Public vs. Clinical Health

Public health deals with the health of the community. On the other hand, clinical health encompasses the clinical aspects of an individual’s care. It focuses more your personal well-being. This includes clinical investigation, diagnostic tests, diagnostic assessments, treatment, and prognosis.

In public health the primary focus is populations. There is an emphasis on prevention, health promotion, control, and the entire community. Examples of public health include epidemiology, occupational health, and nutrition.

In clinical health or medicine, the primary focus is on individuals. There is a major emphasis on diagnosis, treatment, and the whole patient. Examples of clinical health include cardiology, pediatrics, dentistry, and pharmacy.

While public health professionals try to prevent us from being sick, clinical health professionals treat us when we are sick. While individuals make up a community, there are times in public health where one must act with the best interest of the community in mind. As a result, individuals and their personal health may suffer.

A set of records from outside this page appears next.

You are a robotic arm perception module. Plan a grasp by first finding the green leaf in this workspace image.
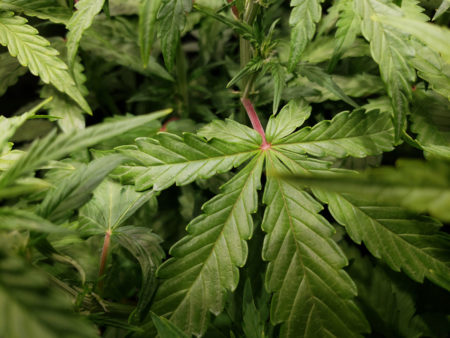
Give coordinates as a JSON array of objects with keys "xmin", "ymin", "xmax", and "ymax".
[
  {"xmin": 152, "ymin": 155, "xmax": 264, "ymax": 336},
  {"xmin": 79, "ymin": 180, "xmax": 156, "ymax": 234},
  {"xmin": 37, "ymin": 155, "xmax": 125, "ymax": 222},
  {"xmin": 433, "ymin": 0, "xmax": 450, "ymax": 20},
  {"xmin": 375, "ymin": 15, "xmax": 450, "ymax": 64},
  {"xmin": 0, "ymin": 12, "xmax": 91, "ymax": 113},
  {"xmin": 329, "ymin": 0, "xmax": 361, "ymax": 71},
  {"xmin": 151, "ymin": 312, "xmax": 189, "ymax": 338},
  {"xmin": 411, "ymin": 90, "xmax": 450, "ymax": 160},
  {"xmin": 0, "ymin": 254, "xmax": 98, "ymax": 338},
  {"xmin": 298, "ymin": 63, "xmax": 359, "ymax": 108},
  {"xmin": 66, "ymin": 0, "xmax": 106, "ymax": 68},
  {"xmin": 270, "ymin": 62, "xmax": 285, "ymax": 114},
  {"xmin": 273, "ymin": 109, "xmax": 394, "ymax": 158},
  {"xmin": 158, "ymin": 0, "xmax": 192, "ymax": 71},
  {"xmin": 198, "ymin": 118, "xmax": 262, "ymax": 146},
  {"xmin": 0, "ymin": 177, "xmax": 50, "ymax": 199},
  {"xmin": 289, "ymin": 0, "xmax": 324, "ymax": 71},
  {"xmin": 0, "ymin": 109, "xmax": 171, "ymax": 188},
  {"xmin": 262, "ymin": 151, "xmax": 369, "ymax": 337},
  {"xmin": 139, "ymin": 0, "xmax": 162, "ymax": 67},
  {"xmin": 0, "ymin": 208, "xmax": 67, "ymax": 233},
  {"xmin": 0, "ymin": 0, "xmax": 72, "ymax": 24},
  {"xmin": 226, "ymin": 57, "xmax": 263, "ymax": 89},
  {"xmin": 266, "ymin": 99, "xmax": 311, "ymax": 143},
  {"xmin": 117, "ymin": 131, "xmax": 259, "ymax": 191},
  {"xmin": 314, "ymin": 189, "xmax": 450, "ymax": 291},
  {"xmin": 0, "ymin": 52, "xmax": 27, "ymax": 96},
  {"xmin": 355, "ymin": 0, "xmax": 416, "ymax": 142},
  {"xmin": 283, "ymin": 159, "xmax": 450, "ymax": 222},
  {"xmin": 115, "ymin": 226, "xmax": 165, "ymax": 322}
]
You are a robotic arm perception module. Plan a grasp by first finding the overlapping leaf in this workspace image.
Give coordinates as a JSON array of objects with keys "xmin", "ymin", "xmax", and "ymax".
[
  {"xmin": 151, "ymin": 155, "xmax": 264, "ymax": 336},
  {"xmin": 116, "ymin": 131, "xmax": 260, "ymax": 191},
  {"xmin": 0, "ymin": 0, "xmax": 72, "ymax": 24},
  {"xmin": 273, "ymin": 109, "xmax": 394, "ymax": 158},
  {"xmin": 314, "ymin": 189, "xmax": 450, "ymax": 291},
  {"xmin": 0, "ymin": 12, "xmax": 90, "ymax": 113},
  {"xmin": 355, "ymin": 0, "xmax": 416, "ymax": 141},
  {"xmin": 263, "ymin": 151, "xmax": 369, "ymax": 337},
  {"xmin": 0, "ymin": 52, "xmax": 26, "ymax": 96}
]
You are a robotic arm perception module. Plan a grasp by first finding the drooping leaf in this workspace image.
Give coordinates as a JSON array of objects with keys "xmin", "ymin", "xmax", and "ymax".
[
  {"xmin": 0, "ymin": 254, "xmax": 98, "ymax": 338},
  {"xmin": 262, "ymin": 151, "xmax": 369, "ymax": 337},
  {"xmin": 139, "ymin": 0, "xmax": 162, "ymax": 67},
  {"xmin": 151, "ymin": 312, "xmax": 189, "ymax": 338},
  {"xmin": 116, "ymin": 131, "xmax": 260, "ymax": 191},
  {"xmin": 289, "ymin": 0, "xmax": 324, "ymax": 71},
  {"xmin": 66, "ymin": 0, "xmax": 106, "ymax": 68},
  {"xmin": 0, "ymin": 0, "xmax": 72, "ymax": 24},
  {"xmin": 411, "ymin": 90, "xmax": 450, "ymax": 160},
  {"xmin": 273, "ymin": 109, "xmax": 394, "ymax": 158},
  {"xmin": 0, "ymin": 12, "xmax": 91, "ymax": 113},
  {"xmin": 158, "ymin": 0, "xmax": 192, "ymax": 71},
  {"xmin": 355, "ymin": 0, "xmax": 416, "ymax": 142},
  {"xmin": 152, "ymin": 155, "xmax": 264, "ymax": 336},
  {"xmin": 283, "ymin": 159, "xmax": 450, "ymax": 222},
  {"xmin": 79, "ymin": 180, "xmax": 156, "ymax": 234},
  {"xmin": 37, "ymin": 155, "xmax": 126, "ymax": 223},
  {"xmin": 115, "ymin": 226, "xmax": 165, "ymax": 322},
  {"xmin": 0, "ymin": 52, "xmax": 27, "ymax": 97},
  {"xmin": 314, "ymin": 189, "xmax": 450, "ymax": 291},
  {"xmin": 0, "ymin": 109, "xmax": 171, "ymax": 188}
]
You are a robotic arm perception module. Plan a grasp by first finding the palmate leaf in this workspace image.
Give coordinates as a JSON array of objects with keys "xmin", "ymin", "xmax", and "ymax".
[
  {"xmin": 116, "ymin": 131, "xmax": 260, "ymax": 191},
  {"xmin": 0, "ymin": 254, "xmax": 98, "ymax": 338},
  {"xmin": 66, "ymin": 0, "xmax": 105, "ymax": 68},
  {"xmin": 0, "ymin": 0, "xmax": 72, "ymax": 24},
  {"xmin": 355, "ymin": 0, "xmax": 416, "ymax": 141},
  {"xmin": 273, "ymin": 109, "xmax": 394, "ymax": 158},
  {"xmin": 158, "ymin": 0, "xmax": 192, "ymax": 71},
  {"xmin": 0, "ymin": 52, "xmax": 26, "ymax": 96},
  {"xmin": 314, "ymin": 189, "xmax": 450, "ymax": 291},
  {"xmin": 152, "ymin": 155, "xmax": 264, "ymax": 336},
  {"xmin": 263, "ymin": 151, "xmax": 369, "ymax": 338},
  {"xmin": 289, "ymin": 0, "xmax": 324, "ymax": 71},
  {"xmin": 0, "ymin": 109, "xmax": 171, "ymax": 188},
  {"xmin": 0, "ymin": 12, "xmax": 91, "ymax": 113}
]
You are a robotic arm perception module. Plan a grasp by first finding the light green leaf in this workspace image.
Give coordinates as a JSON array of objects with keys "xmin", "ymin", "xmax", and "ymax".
[
  {"xmin": 115, "ymin": 226, "xmax": 165, "ymax": 322},
  {"xmin": 273, "ymin": 109, "xmax": 394, "ymax": 158},
  {"xmin": 289, "ymin": 0, "xmax": 324, "ymax": 71},
  {"xmin": 0, "ymin": 12, "xmax": 91, "ymax": 113},
  {"xmin": 117, "ymin": 131, "xmax": 260, "ymax": 191},
  {"xmin": 262, "ymin": 151, "xmax": 369, "ymax": 337},
  {"xmin": 355, "ymin": 0, "xmax": 416, "ymax": 141},
  {"xmin": 375, "ymin": 15, "xmax": 450, "ymax": 64},
  {"xmin": 266, "ymin": 99, "xmax": 311, "ymax": 143},
  {"xmin": 79, "ymin": 180, "xmax": 156, "ymax": 234},
  {"xmin": 0, "ymin": 208, "xmax": 67, "ymax": 233},
  {"xmin": 66, "ymin": 0, "xmax": 105, "ymax": 68},
  {"xmin": 0, "ymin": 177, "xmax": 50, "ymax": 199},
  {"xmin": 271, "ymin": 62, "xmax": 285, "ymax": 114},
  {"xmin": 198, "ymin": 118, "xmax": 261, "ymax": 146},
  {"xmin": 433, "ymin": 0, "xmax": 450, "ymax": 20},
  {"xmin": 152, "ymin": 155, "xmax": 264, "ymax": 336},
  {"xmin": 0, "ymin": 254, "xmax": 98, "ymax": 338},
  {"xmin": 0, "ymin": 109, "xmax": 171, "ymax": 188},
  {"xmin": 0, "ymin": 0, "xmax": 72, "ymax": 24},
  {"xmin": 37, "ymin": 155, "xmax": 125, "ymax": 222},
  {"xmin": 139, "ymin": 0, "xmax": 162, "ymax": 67},
  {"xmin": 314, "ymin": 189, "xmax": 450, "ymax": 291},
  {"xmin": 151, "ymin": 312, "xmax": 189, "ymax": 338},
  {"xmin": 158, "ymin": 0, "xmax": 192, "ymax": 71},
  {"xmin": 0, "ymin": 52, "xmax": 27, "ymax": 96},
  {"xmin": 411, "ymin": 90, "xmax": 450, "ymax": 160}
]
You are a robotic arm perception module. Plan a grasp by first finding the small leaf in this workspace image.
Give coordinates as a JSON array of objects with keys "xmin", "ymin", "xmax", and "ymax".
[{"xmin": 151, "ymin": 312, "xmax": 189, "ymax": 338}]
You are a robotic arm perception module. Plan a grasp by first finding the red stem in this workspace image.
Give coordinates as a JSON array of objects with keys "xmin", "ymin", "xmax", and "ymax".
[
  {"xmin": 241, "ymin": 98, "xmax": 270, "ymax": 149},
  {"xmin": 98, "ymin": 229, "xmax": 112, "ymax": 290},
  {"xmin": 227, "ymin": 0, "xmax": 239, "ymax": 18}
]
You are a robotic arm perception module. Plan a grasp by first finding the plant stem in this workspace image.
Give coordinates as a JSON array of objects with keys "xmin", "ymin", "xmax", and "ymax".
[
  {"xmin": 241, "ymin": 98, "xmax": 270, "ymax": 149},
  {"xmin": 97, "ymin": 229, "xmax": 112, "ymax": 291}
]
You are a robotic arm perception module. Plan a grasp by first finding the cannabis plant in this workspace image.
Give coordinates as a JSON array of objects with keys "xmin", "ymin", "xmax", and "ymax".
[{"xmin": 0, "ymin": 0, "xmax": 449, "ymax": 337}]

In some ways public and clinical health are similar. Public health goes hand in hand with the individual health of the members of a population. While public health has a greater emphasis on prevention of disease, clinical health professionals also use disease prevention strategies. For example, many doctors encourage their patients to quit smoking to help protect them from the possibility of lung cancer and other health complications related to smoking. Another example of prevention in clinical health is when your doctor takes measure to prevent recurring urinary tract infections based on your medical history. In terms of public health, an example of prevention is preventing disease outbreaks in a community or an area. This is done through several methods including spreading awareness, following, and endorsing a certain vaccination and education. A real-life example of this is the measures taken by the government of Ontario to slow the spread of COVID-19.

There are sometimes when clinical health and public health cross paths. A great example of this is vaccinations. Vaccines are products that are used to protect our community against many different diseases. These diseases pose a great health risk against our community and can even be deadly. Most vaccines are given by injection (through a needle, usually through the arm), some are given orally (ingested) or nasally (through the nose). For example, influenza can be very severe or in some cases be fatal. Therefore, the implementation of the flu vaccine provides a great degree of protection against the disease. Vaccines that are in the Ontario schedule are covered by the government. By making the vaccines accessible for the residents of Ontario, the government is promoting the well-being of the public. Other examples of vaccines include the MMR, polio, hepatitis, and tetanus vaccines. Due to their increased accessibility, the disabling disease that are caused from these diseases are not as prevalent in Ontario. Pharmacies can provide individual with vaccinations and consult individuals on the benefits. Through this way of customization for each individual patient, vaccinations can be a form of clinical health as well.